New York Post/June 13, 1999
By Jay Glazer

Stop me if you've heard this story before. High-profile college star enters the NFL, misses rookie training camp while negotiating an absurd contract, teammates hate him, fans hate him, coaches hate him before bowing out of his rookie campaign prematurely with an injury.

Sound familiar? It happens every year. Bears running back Curtis Enis, the fifth pick in last year's draft, knows this story all too well. After a torn ACL ended his horrific rookie season, he is now trying to rewrite the next chapter. While several players mired in trouble claim to have "found religion," Enis has taken the opposite approach. His first step in rehabilitating his tarnished image was to fire Greg Feste, an agent affiliated with the Champions For Christ - an agency that uses religion as a selling point - and hired New York-based Joel Segal of Worldwide Entertainment and Sports Corp. Hmm, a player turning away from a religious group to help his image - that certainly classifies as a new story.

"I felt I needed to make a change," Enis told the Post in a phone interview this week. "I certainly didn't make the most of my opportunity last year. I walked into this situation with no loyalty to the Bears. I should have gone to camp on time. I didn't appreciate being in the NFL like I should have, especially coming from this tiny town in Ohio to where I was at that point. I took advantage of the opportunity."

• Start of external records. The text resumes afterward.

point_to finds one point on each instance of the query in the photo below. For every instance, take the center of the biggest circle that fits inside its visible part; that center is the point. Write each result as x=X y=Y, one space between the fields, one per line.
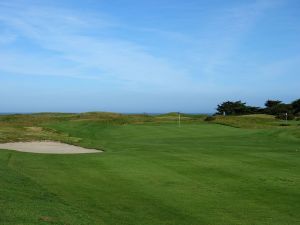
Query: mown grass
x=154 y=172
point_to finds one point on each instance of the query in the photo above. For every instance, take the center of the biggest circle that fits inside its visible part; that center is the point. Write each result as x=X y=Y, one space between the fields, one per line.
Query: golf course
x=232 y=170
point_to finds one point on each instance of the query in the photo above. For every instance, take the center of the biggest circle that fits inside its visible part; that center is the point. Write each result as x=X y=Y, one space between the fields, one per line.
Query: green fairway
x=155 y=172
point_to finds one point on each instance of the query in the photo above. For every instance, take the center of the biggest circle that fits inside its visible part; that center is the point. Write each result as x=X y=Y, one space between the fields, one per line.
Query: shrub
x=210 y=118
x=282 y=116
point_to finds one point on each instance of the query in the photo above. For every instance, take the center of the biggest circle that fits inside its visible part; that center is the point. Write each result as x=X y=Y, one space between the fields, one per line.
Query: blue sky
x=146 y=56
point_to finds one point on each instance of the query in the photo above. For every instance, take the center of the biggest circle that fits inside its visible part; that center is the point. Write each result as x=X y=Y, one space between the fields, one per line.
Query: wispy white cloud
x=65 y=45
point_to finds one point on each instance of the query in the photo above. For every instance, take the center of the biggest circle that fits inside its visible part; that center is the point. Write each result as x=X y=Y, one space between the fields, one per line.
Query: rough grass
x=153 y=172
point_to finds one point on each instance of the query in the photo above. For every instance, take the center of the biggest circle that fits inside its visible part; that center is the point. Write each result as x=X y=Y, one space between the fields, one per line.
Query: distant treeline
x=272 y=107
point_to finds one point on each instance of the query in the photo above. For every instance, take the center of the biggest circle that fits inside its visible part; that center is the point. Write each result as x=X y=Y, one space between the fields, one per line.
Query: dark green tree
x=296 y=106
x=232 y=108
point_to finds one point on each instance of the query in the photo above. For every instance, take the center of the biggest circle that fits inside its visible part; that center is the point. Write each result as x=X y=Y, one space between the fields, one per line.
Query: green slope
x=157 y=174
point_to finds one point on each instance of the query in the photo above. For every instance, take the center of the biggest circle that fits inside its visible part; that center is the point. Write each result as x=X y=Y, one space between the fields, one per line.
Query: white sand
x=47 y=147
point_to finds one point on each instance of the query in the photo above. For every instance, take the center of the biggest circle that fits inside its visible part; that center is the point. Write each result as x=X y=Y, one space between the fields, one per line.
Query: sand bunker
x=47 y=147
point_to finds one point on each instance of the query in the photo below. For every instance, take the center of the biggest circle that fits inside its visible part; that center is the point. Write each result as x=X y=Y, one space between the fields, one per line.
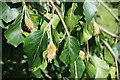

Enis' decision to hire Feste last year spawned an intense and highly publicized debate over religion and its role in sports. Instead of commenting on the issue, his image took a pounding and he was eventually looked at as a religious freak following a cult.

"All that stuff that was being said to the media about me, I have to emphasize that none of it came from me or my wife," the former Penn State star reacted. "I believe in God and feel I need God in my life every day, yes. But that was not why I signed with them. I just clicked with them as people. It had nothing to do with religion but more to do with guys with the type of principles I want to have in my home with my wife and child. It got crazy because I never answered back when things were said.

"I think I was taken advantage of also to help bring more attention to them. I explained to them that I didn't want any attention being brought to this. But someone was talking to the media and it wasn't me or my wife. Why didn't I answer back to all the stuff being said? I knew people were going to write and say what they wanted regardless so I decided to focus on what I knew was true. I don't regret how I handled the situation because I learned so much from it."

Aside from his image as a member of the God Squad - a derogatory term used by some players toward ultra-religious players in locker rooms - Enis was also bashed by the team's former coaches as being difficult to coach and ripped by teammates for being selfish.

"I never once was an uncoachable person," Enis fired back. "I think they were upset that I held out so they said that to justify not starting me. Then they said I talked back to them. When I heard the coaches leak that out, I got really low."

Enis feels his change of approach has won back some Bears but understands the road to repair is likely to be longer than Michigan Ave. In hiring Segal, who reps five other Penn State players, and firing the controversial Feste, who has since resigned as an agent, he hopes the negative issues centering on his rookie decisions will soon lie down and die.

"I know I have to prove it to my teammates and the fans with actions and not words," said Enis. "I'm trying to get out more than I did last year to meet more fans, sign autographs. I think some of my teammates have begun to accept me more because they've seen how hard I've worked this off-season to recover from my knee injury. The coaches asked for me to get my weight down from 250 to 235, Bam! I did that immediately. I want to play football the way Mr. [George] Halas intended when he put the Bears here."

While tales of players supposedly changing their ways is as common as a John Elway comeback, hopefully, Mr. Halas will have reason to be proud.